The $2,200 Nikon ZR is full of features tailored to video shooters. It has a big and bright touchscreen, the ability to record audio with an unmatched level of dynamic range, and enough sensor-level image stabilization to skip a gimbal for a lot of tasks. But its most notable feature is its ability to shoot a version of RED’s R3D file format. It’s a cut-down variant called R3D NE that’s specifically designed for use on Nikon cameras. It’s not as powerful, compressing some data that a dedicated RED doesn’t. But for people willing to deal with the limitations, access to RED’s color pipeline and distinct highlight rolloff is wildly compelling.
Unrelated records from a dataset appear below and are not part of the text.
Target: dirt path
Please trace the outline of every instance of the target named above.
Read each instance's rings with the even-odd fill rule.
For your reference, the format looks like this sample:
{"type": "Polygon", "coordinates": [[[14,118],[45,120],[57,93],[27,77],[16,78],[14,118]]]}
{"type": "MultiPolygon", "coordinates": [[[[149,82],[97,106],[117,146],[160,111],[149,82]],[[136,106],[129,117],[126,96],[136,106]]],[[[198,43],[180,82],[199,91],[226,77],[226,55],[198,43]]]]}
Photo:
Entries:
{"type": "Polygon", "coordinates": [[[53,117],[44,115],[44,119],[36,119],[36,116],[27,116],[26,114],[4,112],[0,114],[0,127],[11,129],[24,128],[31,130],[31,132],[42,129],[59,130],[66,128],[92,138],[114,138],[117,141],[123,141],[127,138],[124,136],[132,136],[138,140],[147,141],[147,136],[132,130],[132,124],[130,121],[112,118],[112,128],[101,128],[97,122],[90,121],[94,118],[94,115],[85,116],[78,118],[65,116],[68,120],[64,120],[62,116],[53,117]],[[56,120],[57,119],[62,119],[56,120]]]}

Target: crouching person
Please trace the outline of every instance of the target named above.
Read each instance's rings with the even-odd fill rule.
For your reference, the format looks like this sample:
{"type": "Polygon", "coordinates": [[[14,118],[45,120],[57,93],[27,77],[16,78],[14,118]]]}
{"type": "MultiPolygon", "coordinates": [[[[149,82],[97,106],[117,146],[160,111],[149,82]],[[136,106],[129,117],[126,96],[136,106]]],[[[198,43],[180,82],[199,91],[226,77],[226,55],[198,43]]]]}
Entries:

This is the first camera Nikon has made with RED since acquiring the company in 2024, and if the two brands were hoping to turn some heads, I’d say they delivered. The question now is: just how close does it get to a real RED?

A little less R3D, a lot less money

R3D is a video format called compressed RAW, which stores almost everything the sensor collects as metadata while still maintaining a manageable file size. This means settings like white balance, ISO, gamma, and color space can be changed in post with effectively no loss in quality. This is both useful for making strong creative decisions after you shoot, or for saving your footage when conditions aren’t ideal. I have strong memories of filming smartphone hands-on videos in terrible lighting conditions many years ago, just to see my (now) Waveform Podcast cohost Marques Brownlee publish a perfectly corrected version of the same scene after shooting on a RED camera. Put simply, R3D is a cheat code.

The R3D NE format that the Nikon ZR supports is unfortunately not the same R3D that dedicated RED cameras use, but a modified 12-bit variant (down from the more detailed 16-bit version on RED’s higher-end cameras) built around Nikon’s sensor and processor architecture. This is because the ZR uses the same 24.5 megapixel partially stacked sensor as the Nikon Z6III, not RED’s own sensor and specialized chip for compression acceleration. In practice, this means R3D NE is more similar to Nikon’s N-RAW file format from a compression standpoint, and it is definitely more taxing on my computer than RED’s traditional R3D files. At 6k 24p, the ZR’s R3D NE files can spin up my fans while editing, while R3D files I shot on a RED V-Raptor at 8k 24p cut like butter.

Image quality from the Nikon ZR at 800 ISO.

That said, the R3D NE files from the Nikon ZR look extremely similar to the R3D files from the RED V-Raptor. R3D NE still uses the iconic color pipeline, IPP2, that’s been on RED’s own cameras since 2017, offering extremely smooth highlight rolloff, great color, and an almost film-like tonal response. Compared to standard R3D files, the ZR’s R3D NE files look almost identical, save for a slight green cast, most likely caused by the different color response from Nikon’s Expeed sensor.

One major difference between the two cameras is how they handle ISO and noise. On a RED, ISO is simply metadata that tells the program how many stops brighter or darker to display the image, but doesn’t actually bake in analog amplification at the time of capture. This means as long as you protect the highlights while shooting, you can change the ISO in post with minimal changes to noise or dynamic range.

The Nikon ZR (left) vs. the RED V-Raptor (right) at 2500 ISO. The ZR shows more noise in the shadows.